The news: Amazon plans to put ads in its AI-powered Alexa+ voice assistant to boost product discovery and profits.
“There will be opportunities, as people are engaging in more multi-turn conversations, to have advertising play a role [in] discovery and also as a lever to drive revenue,” CEO Andy Jassy said on a Q2 earnings call.
Alexa+ has rolled out to millions of customers following multiyear delays and a laggy roll out.
Zooming out: Generative AI (genAI) companies are increasingly looking to position their platforms as ad engines.
- In November, Perplexity started testing ads in its genAI search engine.
- OpenAI is considering a “thoughtful” approach to ads incorporated into ChatGPT, per Axios.
- Google may integrate native ads into Gemini, CEO Sundar Pichai said during a Q4 earnings call.
But Alexa hits different. While those genAI engines are used by casual users on largely web-based interfaces, Alexa+ reaches consumers throughout their homes in highly contextual and intentional moments, such as via reorders or product searches.
- This opens the door for deeply targeted advertising but also could dissuade adoption of Alexa+ if in-conversation ads feel intrusive or invasive.
- Given that Alexa+ is voice-based and not text-based, ads could also interrupt the flow of users’ conversations and cause them to lose interest or focus.
Ad-supported assistant: Jassy said that, over time, Amazon might introduce a “subscription element” beyond what exists today. Alexa+ is currently free for Prime members and costs $19.99 per month for non-members.
- This could mean further dividing Alexa+ access into multiple ad-supported and ad-free tiers.
- A tiered model could limit reach if ads only reach users on a free tier, potentially reducing audience size for campaigns.

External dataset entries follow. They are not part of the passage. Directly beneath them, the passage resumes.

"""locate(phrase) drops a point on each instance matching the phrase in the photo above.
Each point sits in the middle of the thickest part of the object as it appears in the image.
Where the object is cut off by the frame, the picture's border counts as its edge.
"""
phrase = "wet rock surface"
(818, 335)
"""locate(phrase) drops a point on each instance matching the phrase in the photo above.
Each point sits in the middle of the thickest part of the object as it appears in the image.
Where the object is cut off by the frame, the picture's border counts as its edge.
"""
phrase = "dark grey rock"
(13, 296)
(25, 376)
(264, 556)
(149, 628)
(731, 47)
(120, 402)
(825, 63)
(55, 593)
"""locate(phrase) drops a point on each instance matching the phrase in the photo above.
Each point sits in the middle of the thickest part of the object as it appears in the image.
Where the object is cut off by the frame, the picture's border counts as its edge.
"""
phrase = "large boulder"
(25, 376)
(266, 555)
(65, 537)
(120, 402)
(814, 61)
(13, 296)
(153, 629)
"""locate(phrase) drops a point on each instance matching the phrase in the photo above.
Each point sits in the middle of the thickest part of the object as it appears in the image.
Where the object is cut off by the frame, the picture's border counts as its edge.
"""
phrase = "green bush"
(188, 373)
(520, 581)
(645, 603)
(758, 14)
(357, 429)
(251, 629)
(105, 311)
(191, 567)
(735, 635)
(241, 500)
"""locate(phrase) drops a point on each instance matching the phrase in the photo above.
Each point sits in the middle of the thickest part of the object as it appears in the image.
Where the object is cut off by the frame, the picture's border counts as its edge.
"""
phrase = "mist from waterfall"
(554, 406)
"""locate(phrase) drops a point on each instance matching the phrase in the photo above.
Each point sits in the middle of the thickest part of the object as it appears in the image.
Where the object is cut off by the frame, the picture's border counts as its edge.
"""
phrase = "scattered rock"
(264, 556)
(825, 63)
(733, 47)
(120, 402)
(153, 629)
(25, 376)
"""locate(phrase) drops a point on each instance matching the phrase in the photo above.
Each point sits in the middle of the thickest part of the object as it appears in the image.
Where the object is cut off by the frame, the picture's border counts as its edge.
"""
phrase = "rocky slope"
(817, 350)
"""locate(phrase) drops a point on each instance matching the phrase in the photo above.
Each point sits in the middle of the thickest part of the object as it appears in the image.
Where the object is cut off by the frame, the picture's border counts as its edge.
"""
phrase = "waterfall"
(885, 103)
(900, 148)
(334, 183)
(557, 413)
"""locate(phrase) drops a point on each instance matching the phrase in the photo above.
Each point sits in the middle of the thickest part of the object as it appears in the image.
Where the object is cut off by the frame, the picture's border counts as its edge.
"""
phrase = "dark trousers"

Adding another subscription tier could let Amazon further monetize Prime subscribers and help recover the over $25 billion its devices business lost between 2017 and 2021, per The Wall Street Journal.
Our take: If Amazon rolls out sponsored answers to Alexa+ user queries or in-conversation ads, the voice assistant’s vast trove of personal user data will help marketers target consumers on a micro level. However, if hallucinations arise and lead to irrelevant or inaccurate product recommendations, Amazon risks eroding both user trust and brand confidence.